I’m trying to make chicken salad here, which might sound rich coming from a Red Sox fan, but I loved Rivera. He belonged to the Yankees, but he belonged to the baseball-playing human race, and that’s all I really care about. Shit, it’s better than he played for the Yankees. If anyone was deserving of the spotlight, it was him. Derek Jeter is a great, great player, but he’s symbolic of the Yankees teams in a way Mariano isn’t. Those Yankees teams were Derek Jeter and had Mariano, and that’s an important semantic difference. Mariano belonged to all of us, because things that damn awesome just do.

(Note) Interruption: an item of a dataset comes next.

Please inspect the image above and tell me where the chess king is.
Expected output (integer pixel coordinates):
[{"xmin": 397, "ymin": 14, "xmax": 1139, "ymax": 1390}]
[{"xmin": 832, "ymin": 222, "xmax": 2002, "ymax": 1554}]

All that said, there’s no official word that this is the end for Mariano, but it is the end for the Yankees, who finally have to face life without him on a sustained basis. This is the moment everything changes. As fans of literally every other team can tell you, “relief pitching” is an oxymoron, in that it’s almost always a relief for the other team to see it activated. Through all the scuffling, the Yankees knew Rivera was on the end of that chain, and for as long as they needed him. Even as his appearances longer than one inning dwindled, you knew he had it in him, just like he had three innings in him in 2003 against the Red Sox in the famous Aaron Boone game. It’s barely remembered that David Ortiz came about two feet from hitting a home run off the great one in extra innings, and for good reason: Rivera kept him in the yard, and when Boone did Ortiz about 60 feet better, he ran to the mound and pounded it with his bare fists, crying like a man who had given everything he had to a game he loved. If your lasting image of Mariano is of the legend writhing in the dirt, tears streaking his face, make it that one, and not the one from yesterday. That’s the legend in carbonite, the tower that can never be rebuilt.